I have retimed the machine over and over. It seems all right for awhile and then I start getting skipped stitches. My last re-timing was Monday, and all seems better now than ever. I do believe that having perfect timing also makes for good tension.
The other difference that I have noted is the way the thread comes off the cone. I have always used Aurifil thread almost exclusively. When the thread begins to get low on the spool, both at the bottom of the spool and when there isn’t much thread left on the spool, it seems to stick at times–almost as if the thread was starched when it was wound. I used to always soak the cones of thread with silicone, and I never had tension problems. There was a discussion on MQR yesterday about soaking thread in oil or silicone, so I decided to try the silicone soak again. It completely solved my tension problem.

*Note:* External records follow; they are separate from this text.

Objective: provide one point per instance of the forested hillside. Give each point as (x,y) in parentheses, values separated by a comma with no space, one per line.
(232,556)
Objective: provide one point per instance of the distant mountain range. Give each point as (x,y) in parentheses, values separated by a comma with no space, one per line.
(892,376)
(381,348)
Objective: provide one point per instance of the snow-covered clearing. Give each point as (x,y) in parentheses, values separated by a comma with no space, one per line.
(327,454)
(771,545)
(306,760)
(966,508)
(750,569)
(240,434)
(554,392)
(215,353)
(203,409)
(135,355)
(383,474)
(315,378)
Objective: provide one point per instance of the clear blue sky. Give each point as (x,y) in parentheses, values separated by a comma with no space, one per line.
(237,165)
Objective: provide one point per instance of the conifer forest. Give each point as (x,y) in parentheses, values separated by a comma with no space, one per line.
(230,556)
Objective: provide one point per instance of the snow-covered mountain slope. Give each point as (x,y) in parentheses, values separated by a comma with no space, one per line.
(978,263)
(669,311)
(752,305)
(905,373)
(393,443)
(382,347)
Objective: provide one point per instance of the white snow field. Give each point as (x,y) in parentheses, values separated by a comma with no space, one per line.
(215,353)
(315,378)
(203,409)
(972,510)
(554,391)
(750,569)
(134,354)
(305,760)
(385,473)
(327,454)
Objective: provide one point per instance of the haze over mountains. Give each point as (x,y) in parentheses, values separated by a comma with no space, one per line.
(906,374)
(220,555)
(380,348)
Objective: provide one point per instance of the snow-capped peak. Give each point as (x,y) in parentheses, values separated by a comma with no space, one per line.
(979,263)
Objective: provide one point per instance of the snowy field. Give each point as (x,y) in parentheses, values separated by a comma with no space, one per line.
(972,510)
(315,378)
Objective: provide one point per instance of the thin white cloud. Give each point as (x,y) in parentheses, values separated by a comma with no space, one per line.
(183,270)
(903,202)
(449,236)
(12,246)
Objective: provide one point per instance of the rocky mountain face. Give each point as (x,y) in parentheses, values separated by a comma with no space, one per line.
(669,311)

The discussion on MQR was that Sharon Schamber recommends soaking thread in a light oil. Those who have tried it, really like the solution. It has to be a clear and very light oil, such as the oil used for oiling your longarm machine.
Bottom line (no pun intended), there is a real issue with the thread coming off the cone. When I use Glide thread (a slick, shiny poly), I occasionally get loopies on the back. I can see it happen at the needle as the thread will spring out to the side between the last two thread loops on it’s way to the needle for just a couple of stitches. I dumped a whole cone of Glide into the trash can because I was so frustrated with the loopies (was that wise?). When I use a thread net, it holds the thread too tightly, no matter how much I loosen the tension. And I have the issue of the thread sticking on the Aurifil. I’ve tried everything, but the silicone soak seems to be the best solution for now. Maybe I should try silicone on the Glide. If it is static that is affecting the poly, then silicone should do the trick.